# Chelapati



## Hutch726 (Mar 8, 2011)

Hello All,

Starting to buckle down for October exam. Looking to get the Chelapati book(s) and confused about which volume to get. Is Voume 2 and 3 just voume 1 broken up or is it new material? Thanks for the help.

Stephen


----------



## willsee (Mar 8, 2011)

I have Volume 1 for the Power Exam

I believe Volume 2 is for Electronics...maybe 3 is for communications.


----------



## joshtrevino (Mar 8, 2011)

Hutch726 said:


> Hello All,Starting to buckle down for October exam. Looking to get the Chelapati book(s) and confused about which volume to get. Is Voume 2 and 3 just voume 1 broken up or is it new material? Thanks for the help.
> 
> Stephen



All you really need is volume 1. This only covers the Power exam. Chelapati recommends you to buy a section of Volume 2 for power electronics, but it was fairly useless to me. I would recommend finding an alternate reference for power electronics.

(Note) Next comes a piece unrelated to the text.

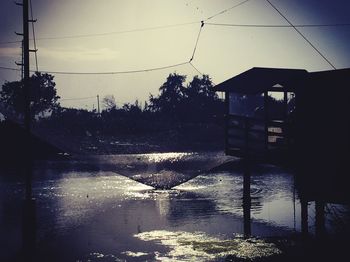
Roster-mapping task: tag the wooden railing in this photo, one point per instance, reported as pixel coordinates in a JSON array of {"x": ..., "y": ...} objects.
[{"x": 248, "y": 135}]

Also, I would recommend the lectures. They really have helped me be efficient in my studies and have filled in some gaps. Not essential, but definately helpful. We will see how helpful after the exam in April.


----------



## Zack J. (Mar 8, 2011)

joshtrevino said:


> Hutch726 said:
> 
> 
> > Hello All,Starting to buckle down for October exam. Looking to get the Chelapati book(s) and confused about which volume to get. Is Voume 2 and 3 just voume 1 broken up or is it new material? Thanks for the help.
> ...


@joshtrevino: Where or how would someone go about getting the lectures? I currently have the book and I'm going thru it for the October exam. Could you post a link or something to the lectures?


----------



## joshtrevino (Mar 9, 2011)

Zack J. said:


> joshtrevino said:
> 
> 
> > Hutch726 said:
> ...



You can register for the lectures at

http://www.irvine-institute.org/

After you register, you will gain access to past archives so you can begin going through old lectures now if you like (fall classes do not begin until the end of summer). Also, I am in TX, so the California class times were not convenient for me, but all lectures are archived by the next day, so you can attend class whenever you want. The only downfall is that you cannot submit a question like you can in the live sessions.

I hope this helps.


----------